On Tuesday, Lamola called for the Constitution to be changed to allow the expropriation of land without compensation. He warned that if white South Africans did not hand over land to poor blacks, there could be land invasions like those that took place in Zimbabwe.
He was briefing the media at the St George’s Hotel in Irene, Pretoria, following an ANC Youth League policy workshop, ahead of the ANC’s policy conference later this month.
Oberholzer said the league did not belong in South Africa if it made such statements.
“Not only are such statements criminal, but they are also immoral and racist,” he said
AfriForum said it would also lay criminal charges against Lamola and take the matter to the Equality Court.
AfriForum’s legal representative Willie Spies said Lamola’s comments amounted to hate speech and fell within the definition of incitement to violence. Spies said Lamola specifically referred to “the Van Tonders and the Van der Merwes on farms” and warned that their safety could not be guaranteed.
The agricultural union TAU SA said it was “disgusted” by Lamola’s comments and would file a complaint with the SA Human Rights Commission. “TAU-SA has instructed its legal team to start with the strongest possible measures against Lamola, the ANCYL, the ANC and its president.”
League spokesperson Magdalene Moonsamy said the groups needed to be “ready for the fight of their lives”.
“We welcome this battle, and we will not retreat.
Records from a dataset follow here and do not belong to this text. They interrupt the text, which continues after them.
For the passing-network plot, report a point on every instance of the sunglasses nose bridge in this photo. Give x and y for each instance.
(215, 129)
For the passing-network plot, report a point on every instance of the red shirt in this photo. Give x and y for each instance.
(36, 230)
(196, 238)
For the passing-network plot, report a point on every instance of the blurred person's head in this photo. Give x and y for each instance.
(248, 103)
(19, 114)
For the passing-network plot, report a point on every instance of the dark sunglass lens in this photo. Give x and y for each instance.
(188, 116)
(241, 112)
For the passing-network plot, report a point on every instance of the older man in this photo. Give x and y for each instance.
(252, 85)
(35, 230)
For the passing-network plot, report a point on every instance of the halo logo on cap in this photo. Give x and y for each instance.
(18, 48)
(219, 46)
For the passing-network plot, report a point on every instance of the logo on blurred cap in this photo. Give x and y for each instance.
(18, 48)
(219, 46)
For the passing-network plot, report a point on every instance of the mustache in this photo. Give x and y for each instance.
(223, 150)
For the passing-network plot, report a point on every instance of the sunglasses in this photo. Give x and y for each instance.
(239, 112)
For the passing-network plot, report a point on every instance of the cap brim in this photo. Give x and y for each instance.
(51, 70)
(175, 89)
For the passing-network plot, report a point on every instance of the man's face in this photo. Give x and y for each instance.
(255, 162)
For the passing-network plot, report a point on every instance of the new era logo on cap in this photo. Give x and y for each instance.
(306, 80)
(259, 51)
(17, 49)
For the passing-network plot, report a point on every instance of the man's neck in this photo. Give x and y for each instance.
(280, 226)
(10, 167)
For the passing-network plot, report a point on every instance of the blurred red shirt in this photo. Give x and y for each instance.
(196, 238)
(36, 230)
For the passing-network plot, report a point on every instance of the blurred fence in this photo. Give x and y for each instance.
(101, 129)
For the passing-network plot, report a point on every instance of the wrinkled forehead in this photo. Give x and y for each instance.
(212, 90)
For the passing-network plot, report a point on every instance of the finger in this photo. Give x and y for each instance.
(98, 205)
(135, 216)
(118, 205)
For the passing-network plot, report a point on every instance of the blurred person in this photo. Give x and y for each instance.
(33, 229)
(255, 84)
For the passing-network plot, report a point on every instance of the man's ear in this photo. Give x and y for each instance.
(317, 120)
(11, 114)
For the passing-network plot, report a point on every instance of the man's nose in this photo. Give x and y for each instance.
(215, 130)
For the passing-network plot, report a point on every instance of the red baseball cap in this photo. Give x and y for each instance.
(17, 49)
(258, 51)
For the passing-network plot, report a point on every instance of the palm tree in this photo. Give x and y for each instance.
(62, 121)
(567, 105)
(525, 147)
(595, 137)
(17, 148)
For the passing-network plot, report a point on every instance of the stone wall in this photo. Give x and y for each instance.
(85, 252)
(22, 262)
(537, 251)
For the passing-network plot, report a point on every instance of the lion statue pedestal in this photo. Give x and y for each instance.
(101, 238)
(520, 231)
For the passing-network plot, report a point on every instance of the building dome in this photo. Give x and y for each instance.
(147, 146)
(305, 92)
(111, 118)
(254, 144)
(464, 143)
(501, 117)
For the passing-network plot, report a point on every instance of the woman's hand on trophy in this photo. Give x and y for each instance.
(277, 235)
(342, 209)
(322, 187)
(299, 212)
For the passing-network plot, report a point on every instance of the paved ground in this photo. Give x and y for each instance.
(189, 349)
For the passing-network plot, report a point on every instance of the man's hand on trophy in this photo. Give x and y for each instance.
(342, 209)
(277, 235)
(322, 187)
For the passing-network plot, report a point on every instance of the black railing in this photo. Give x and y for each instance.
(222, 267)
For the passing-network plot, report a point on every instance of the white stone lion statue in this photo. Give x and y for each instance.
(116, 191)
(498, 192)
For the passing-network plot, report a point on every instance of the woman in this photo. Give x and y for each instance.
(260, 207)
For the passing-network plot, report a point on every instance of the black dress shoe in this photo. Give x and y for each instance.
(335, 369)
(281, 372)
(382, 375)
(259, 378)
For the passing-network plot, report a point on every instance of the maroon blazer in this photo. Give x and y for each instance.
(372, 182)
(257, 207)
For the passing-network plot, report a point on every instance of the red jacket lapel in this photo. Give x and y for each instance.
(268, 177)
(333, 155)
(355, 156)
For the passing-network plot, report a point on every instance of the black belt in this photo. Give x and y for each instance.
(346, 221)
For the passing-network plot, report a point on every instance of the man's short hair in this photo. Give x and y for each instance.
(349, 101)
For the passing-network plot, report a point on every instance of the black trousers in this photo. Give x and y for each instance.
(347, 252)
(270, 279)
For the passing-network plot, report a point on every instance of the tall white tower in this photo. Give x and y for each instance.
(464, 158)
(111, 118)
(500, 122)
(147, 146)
We are adamant that this issue of land cannot be negotiated, and at no point will we back down,” she said.
The youth league later issued a statement calling AfriForum “the defender of white privilege”.
“We reaffirm the statement made by [Lamola] that those who continue to hold land which was illegally and immorally taken away from the indigenous people of South Africa must voluntarily cooperate with the ANC-led government [to] ensure swift and equitable redistribution of such land to the masses of our people.”
The league again warned that it might not be able to stem the impatience of millions of landless South Africans.
“Such a precautionary note raising the hopeless plight of our people, blacks in general and Africans in particular, can only be construed as an incitement to violence … by those hell-bent to protect white minority privilege at the expense of the black majority.”
The Democratic Alliance called on the government to reject the youth league’s calls for changes to the Constitution to allow the expropriation of land without compensation.
“It must declare its support of the constitutionally enshrined assurance of security of tenure and protection of private property rights,” DA MP Athol Trollip said.
He said calls for expropriation undermined the government’s efforts to attract investment, to grow the economy and to create jobs.
Trollip said it was repugnant that Lamola’s comments were given any publicity.
“Lamola’s specific reference to the ‘Van Tonders and Van der Merwes’ having to hand over their land is tantamount to a declaration of ‘war’ based on ethnicity.”